On binary drivers and stable interfaces
Posted Nov 10, 2005 5:52 UTC (Thu) by
drag (subscriber, #31333)
In reply to:
On binary drivers and stable interfaces by subhasroy
Parent article:
On binary drivers and stable interfaces
Well it depends what you want.
Do you only want new kernel releases every 3 years? Because that's pretty much exactly what would happen.
For instance I like to use Ingor's 'realtime' latency patch. I wouldn't be able to use that if the last 'stable kernel abi' was released around mid-2.4.x. Stuff like that requires modifications to drivers and other related items. I need support for softirqs, changes in DMA access, make everything preemptive, etc etc.
What about power management or other things like that? It seems very obvious that nowadays that you'd want to have a mechanism for almost all kernel drivers, server-related, network-related, desktop-related, laptop-related, so that they would support more advanced power management.
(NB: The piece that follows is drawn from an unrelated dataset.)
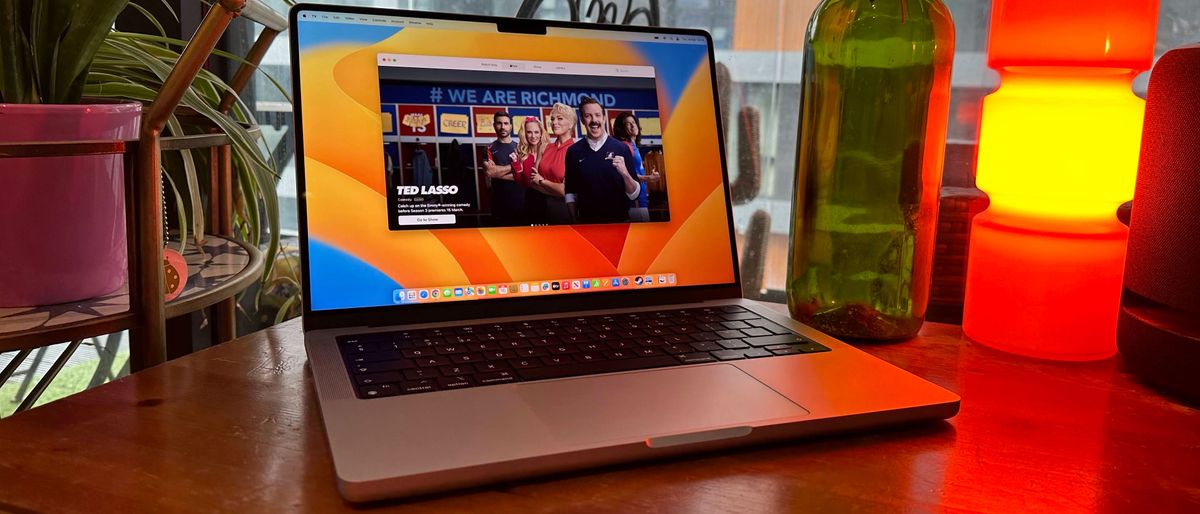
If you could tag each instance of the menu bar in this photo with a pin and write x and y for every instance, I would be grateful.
(529, 288)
But how practical or plausable was that 3 years ago? And even right now there are lots of problems that need to be worked out, do you realy want no improvement in suspend-to-ram, suspend-to-sleep, and other items for the next 3 years? Thats what would happen because any improvements or changes in the code related to power management is going to have to have the support of driver-level code.
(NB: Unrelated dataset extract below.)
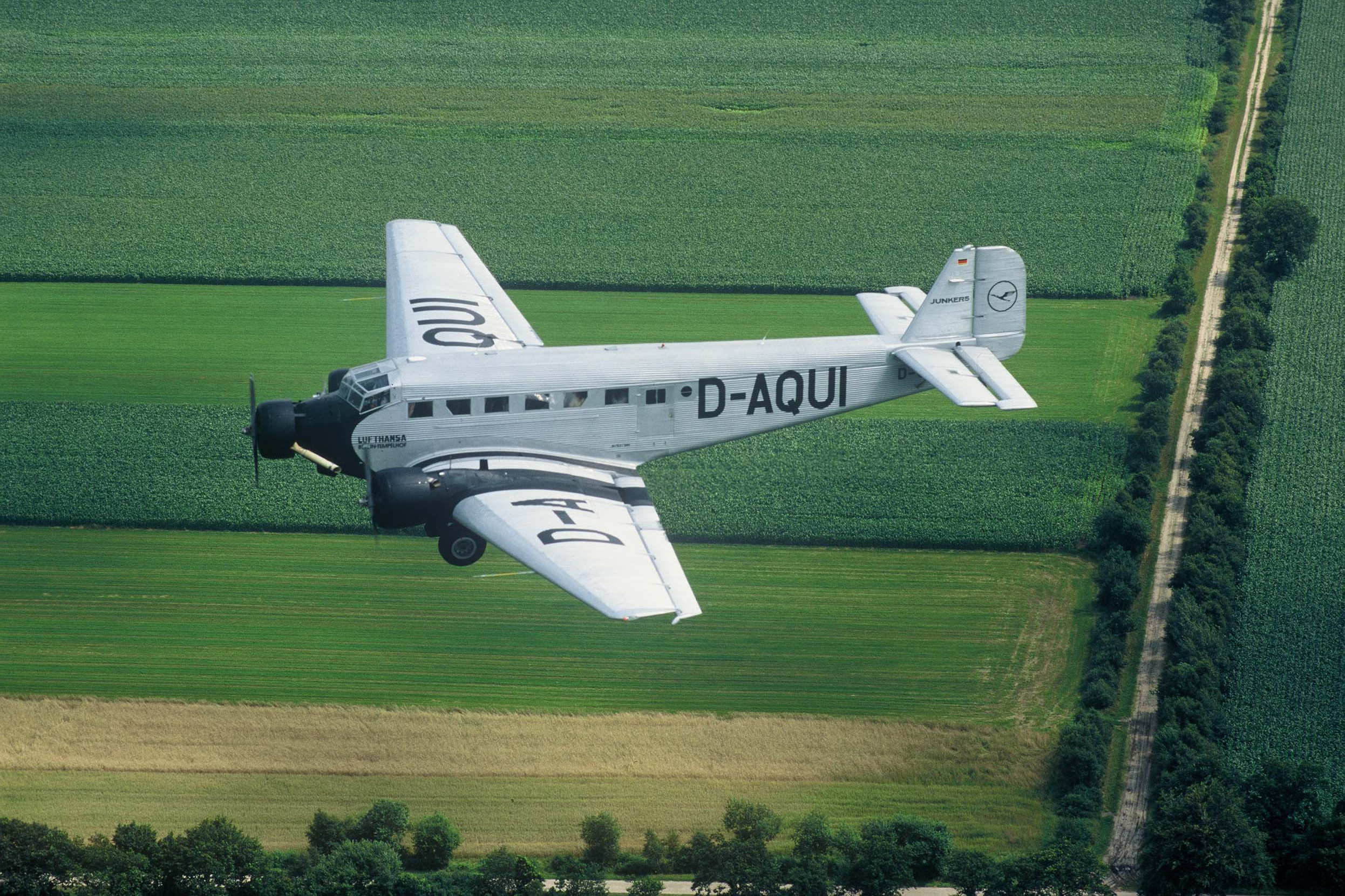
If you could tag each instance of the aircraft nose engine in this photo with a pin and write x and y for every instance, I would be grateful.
(405, 496)
(274, 422)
And there are other things. Like the more advanced filesystem VFS stuff and generic 802.11x protocol stack. Those things make driver developer's lives much easier and improve performance and stability for everybody, but they wouldn't be avaible to be used in new drivers with a stable ABI. Also not to mention that if you pick a stable ABI you're going to be stuck with the same bad ideas, potentionally obsolete interfaces, and such for the next 3 years.
But we'll see. OpenSolaris people love stable ABI. They like stable kernel interfaces and have no problem using closed source drivers. Once they figure out the legal hurdles of GPL software on CDDL base then the only real difference between 'Linux' and 'Solaris' will be the kernel and some other low-level stuff.
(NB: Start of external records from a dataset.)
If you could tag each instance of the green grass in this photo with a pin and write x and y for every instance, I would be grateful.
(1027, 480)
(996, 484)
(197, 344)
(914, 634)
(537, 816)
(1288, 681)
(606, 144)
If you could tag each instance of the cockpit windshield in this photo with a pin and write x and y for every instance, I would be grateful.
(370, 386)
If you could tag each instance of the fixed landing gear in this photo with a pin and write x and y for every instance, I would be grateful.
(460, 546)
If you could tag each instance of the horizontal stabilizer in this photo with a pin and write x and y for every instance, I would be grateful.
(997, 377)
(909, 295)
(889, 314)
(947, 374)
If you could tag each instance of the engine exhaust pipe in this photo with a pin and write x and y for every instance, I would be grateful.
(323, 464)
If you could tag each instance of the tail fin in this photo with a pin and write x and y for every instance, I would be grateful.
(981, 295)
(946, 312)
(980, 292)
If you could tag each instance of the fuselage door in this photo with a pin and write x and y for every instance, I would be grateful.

Personally I feel that the only real solution for a 'stable abi' is a Microkernel, or at least a very microkernel-like setup were you run modules in userspace seperate from the kernel itself.
So in the future hopefully it will be easy to select (just picking on debian for right now) Debian/GNU/Solaris or Debian/GNU/Linux or Debian/GNU/Hurd. Then it'll be easy for us to pick 'stable kernel ABI' vs 'rapid developement kernel' vs 'microkernel' and get the 'best tool for the job' irregardless of the actual software we want to run on it. Then the best kernel developement method will win.
I like Linux. It's fast, generally stable, and improves rapidly. It gives me all sorts of neat stuff to play with, but I have no very special attatchment to it. I do have strong attatchments to the Free software I use everyday, however. If something better comes along and is Free software like Linux, Mozilla, or BSD is then I'll use it.
(Although actually, I would like to see a specialized Free Software Single-User OS just for simple desktop and embedded applications. Something along the lines of BeOS or Windows 95 (obviously stable of course). Not every system needs to be able to run a entire Unix enterprise-ready enviroment.)